The new four-year plan represents something of a victory for Lumina, which has become the biggest foundation focused exclusively on student success in college. In large part, the nation’s policy makers have embraced the goal of increasing college attainment, said Dewayne Matthews, Lumina’s vice president for policy and strategy. Thirty-seven states have set their own college-completion goals, many with the help of Lumina or groups that have received support from Lumina, such as Complete College America.
And there has been some success in improving college-completion levels. The national college-attainment rate for adults ages 25 to 64 increased from 37.9 percent in 2008 to 38.3 percent in 2010, the most recent year for which data are available.

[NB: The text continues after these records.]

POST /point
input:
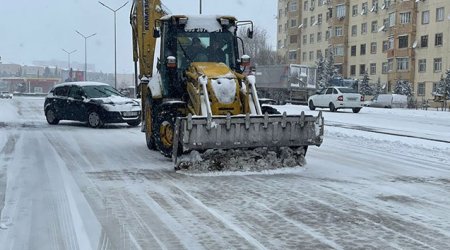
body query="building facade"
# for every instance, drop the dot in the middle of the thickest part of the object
(390, 39)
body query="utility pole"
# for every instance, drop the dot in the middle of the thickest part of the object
(115, 39)
(68, 57)
(85, 52)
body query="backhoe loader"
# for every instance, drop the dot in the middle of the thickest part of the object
(198, 106)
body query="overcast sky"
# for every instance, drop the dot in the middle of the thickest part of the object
(39, 30)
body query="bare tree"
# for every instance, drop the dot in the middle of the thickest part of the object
(257, 47)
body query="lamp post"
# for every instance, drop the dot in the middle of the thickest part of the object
(85, 52)
(68, 57)
(115, 39)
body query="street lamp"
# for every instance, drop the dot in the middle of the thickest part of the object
(85, 52)
(115, 39)
(68, 56)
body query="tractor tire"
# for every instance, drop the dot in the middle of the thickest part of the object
(165, 131)
(149, 130)
(311, 105)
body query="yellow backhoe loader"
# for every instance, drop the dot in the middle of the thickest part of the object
(198, 106)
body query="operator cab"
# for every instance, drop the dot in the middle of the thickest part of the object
(187, 39)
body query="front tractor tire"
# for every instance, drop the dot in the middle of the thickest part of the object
(311, 105)
(165, 131)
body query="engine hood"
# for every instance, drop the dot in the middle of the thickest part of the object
(212, 70)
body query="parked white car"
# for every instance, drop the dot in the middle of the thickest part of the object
(6, 94)
(336, 98)
(389, 101)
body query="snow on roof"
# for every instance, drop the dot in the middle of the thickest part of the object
(88, 83)
(195, 22)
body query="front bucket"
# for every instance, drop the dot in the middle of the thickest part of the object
(245, 131)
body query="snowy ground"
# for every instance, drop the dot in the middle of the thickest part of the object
(381, 180)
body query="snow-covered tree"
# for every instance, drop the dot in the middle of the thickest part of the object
(443, 88)
(403, 87)
(364, 87)
(328, 72)
(320, 63)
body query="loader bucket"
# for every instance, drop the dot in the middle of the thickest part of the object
(246, 132)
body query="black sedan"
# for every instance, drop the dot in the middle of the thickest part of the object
(92, 102)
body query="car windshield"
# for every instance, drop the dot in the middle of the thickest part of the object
(347, 90)
(99, 91)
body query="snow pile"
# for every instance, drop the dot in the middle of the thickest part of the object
(233, 160)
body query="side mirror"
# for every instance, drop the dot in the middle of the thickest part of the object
(156, 33)
(250, 33)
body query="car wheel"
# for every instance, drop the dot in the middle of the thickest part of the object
(165, 131)
(134, 123)
(356, 110)
(50, 115)
(311, 105)
(94, 119)
(332, 107)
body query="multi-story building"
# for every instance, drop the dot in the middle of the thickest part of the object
(390, 39)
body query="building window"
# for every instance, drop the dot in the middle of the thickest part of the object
(402, 63)
(392, 19)
(384, 68)
(293, 23)
(340, 11)
(354, 10)
(438, 39)
(403, 42)
(339, 50)
(424, 41)
(374, 27)
(390, 65)
(352, 70)
(426, 17)
(364, 8)
(422, 65)
(292, 6)
(440, 14)
(437, 67)
(391, 43)
(421, 89)
(293, 39)
(354, 30)
(363, 28)
(362, 50)
(373, 47)
(292, 55)
(405, 17)
(362, 69)
(373, 68)
(338, 31)
(385, 46)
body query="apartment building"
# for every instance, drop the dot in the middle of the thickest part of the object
(390, 39)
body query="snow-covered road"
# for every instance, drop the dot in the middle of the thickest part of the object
(72, 187)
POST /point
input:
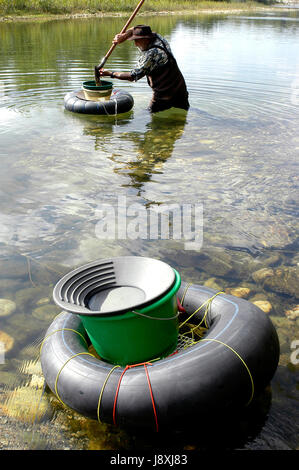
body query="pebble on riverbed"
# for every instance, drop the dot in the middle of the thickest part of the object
(6, 307)
(283, 280)
(7, 341)
(242, 292)
(263, 305)
(293, 313)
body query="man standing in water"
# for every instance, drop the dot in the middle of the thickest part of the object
(158, 64)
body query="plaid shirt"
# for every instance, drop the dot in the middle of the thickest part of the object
(151, 59)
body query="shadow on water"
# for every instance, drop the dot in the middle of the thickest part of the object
(150, 149)
(229, 431)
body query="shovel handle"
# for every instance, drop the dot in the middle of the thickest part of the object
(101, 65)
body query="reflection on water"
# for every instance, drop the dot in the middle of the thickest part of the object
(234, 152)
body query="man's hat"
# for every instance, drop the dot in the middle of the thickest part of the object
(142, 31)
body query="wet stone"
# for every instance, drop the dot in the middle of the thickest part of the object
(6, 307)
(264, 305)
(242, 292)
(293, 313)
(6, 341)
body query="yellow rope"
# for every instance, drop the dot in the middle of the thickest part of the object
(238, 355)
(102, 390)
(61, 329)
(57, 377)
(185, 292)
(208, 304)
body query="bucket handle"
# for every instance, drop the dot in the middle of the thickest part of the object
(156, 318)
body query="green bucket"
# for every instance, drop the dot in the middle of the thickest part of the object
(93, 92)
(137, 335)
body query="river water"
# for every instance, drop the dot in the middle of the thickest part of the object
(232, 161)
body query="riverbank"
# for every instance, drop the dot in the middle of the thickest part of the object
(201, 8)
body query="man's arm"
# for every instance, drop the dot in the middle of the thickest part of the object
(118, 75)
(121, 37)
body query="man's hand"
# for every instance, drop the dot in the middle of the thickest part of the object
(121, 37)
(105, 73)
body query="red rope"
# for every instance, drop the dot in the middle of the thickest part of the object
(152, 397)
(180, 307)
(150, 389)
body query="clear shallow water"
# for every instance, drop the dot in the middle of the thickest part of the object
(235, 155)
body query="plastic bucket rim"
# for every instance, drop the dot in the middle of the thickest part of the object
(88, 85)
(149, 308)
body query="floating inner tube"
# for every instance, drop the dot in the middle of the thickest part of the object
(220, 370)
(120, 102)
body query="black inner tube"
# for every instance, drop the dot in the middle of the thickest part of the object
(235, 360)
(120, 102)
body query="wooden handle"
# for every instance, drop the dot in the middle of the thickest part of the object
(123, 31)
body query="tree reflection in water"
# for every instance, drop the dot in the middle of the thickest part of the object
(152, 148)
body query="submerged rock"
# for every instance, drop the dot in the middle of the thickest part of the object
(293, 313)
(242, 292)
(45, 312)
(263, 305)
(212, 283)
(283, 280)
(7, 341)
(27, 404)
(6, 307)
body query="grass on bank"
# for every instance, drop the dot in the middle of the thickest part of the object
(23, 7)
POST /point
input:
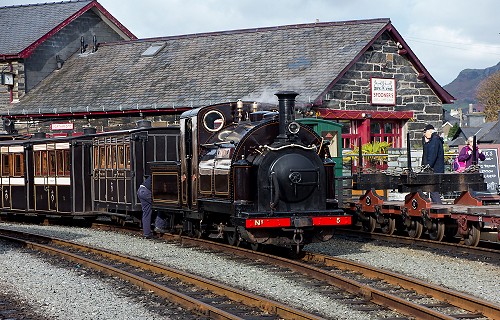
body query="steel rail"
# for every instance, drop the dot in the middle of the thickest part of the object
(457, 299)
(246, 298)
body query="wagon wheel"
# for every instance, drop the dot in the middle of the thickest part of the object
(437, 231)
(415, 230)
(369, 225)
(197, 233)
(233, 238)
(473, 236)
(389, 226)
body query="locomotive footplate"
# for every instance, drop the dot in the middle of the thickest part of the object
(428, 182)
(286, 220)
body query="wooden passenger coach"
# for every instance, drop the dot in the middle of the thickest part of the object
(13, 182)
(121, 163)
(61, 175)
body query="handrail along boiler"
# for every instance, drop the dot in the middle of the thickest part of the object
(250, 175)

More promising, say Lumina officials, is the attainment rate for young adults, ages 25 to 34, which is more than 39 percent.
While the improvements in college completion are small, what the foundation can provide now is more “leadership philanthropy” through expertise and guidance on ways to reach the organization’s goal, said Mr. Merisotis.
The new strategic plan does not mean that Lumina will abandon its previous programs, such as the Degree Qualification Profile, which is meant to set standards for what students should learn at the associate-, bachelor’s-, and master’s-degree levels. In fact, such a program might well need to be expanded to include certificate programs, Mr. Merisotis said.
To bolster its policy bench, Lumina has hired two experts here to advise on state and federal practices. Julie R. Peller, who is now deputy staff director for the U.S. House of Representatives’ Committee on Education and the Workforce, will be the foundation’s strategy director of federal policy.
Zakiya Smith, formerly a senior policy adviser at the White House’s Domestic Policy Council, will be Lumina’s strategy director for student financial support, which includes both federal and state policies. It was previously reported that Ms. Smith had accepted a position with the Center for American Progress.
The new employees are not an indication that Lumina is seeking to establish itself as a lobbying force on Capitol Hill, said Mr. Merisotis.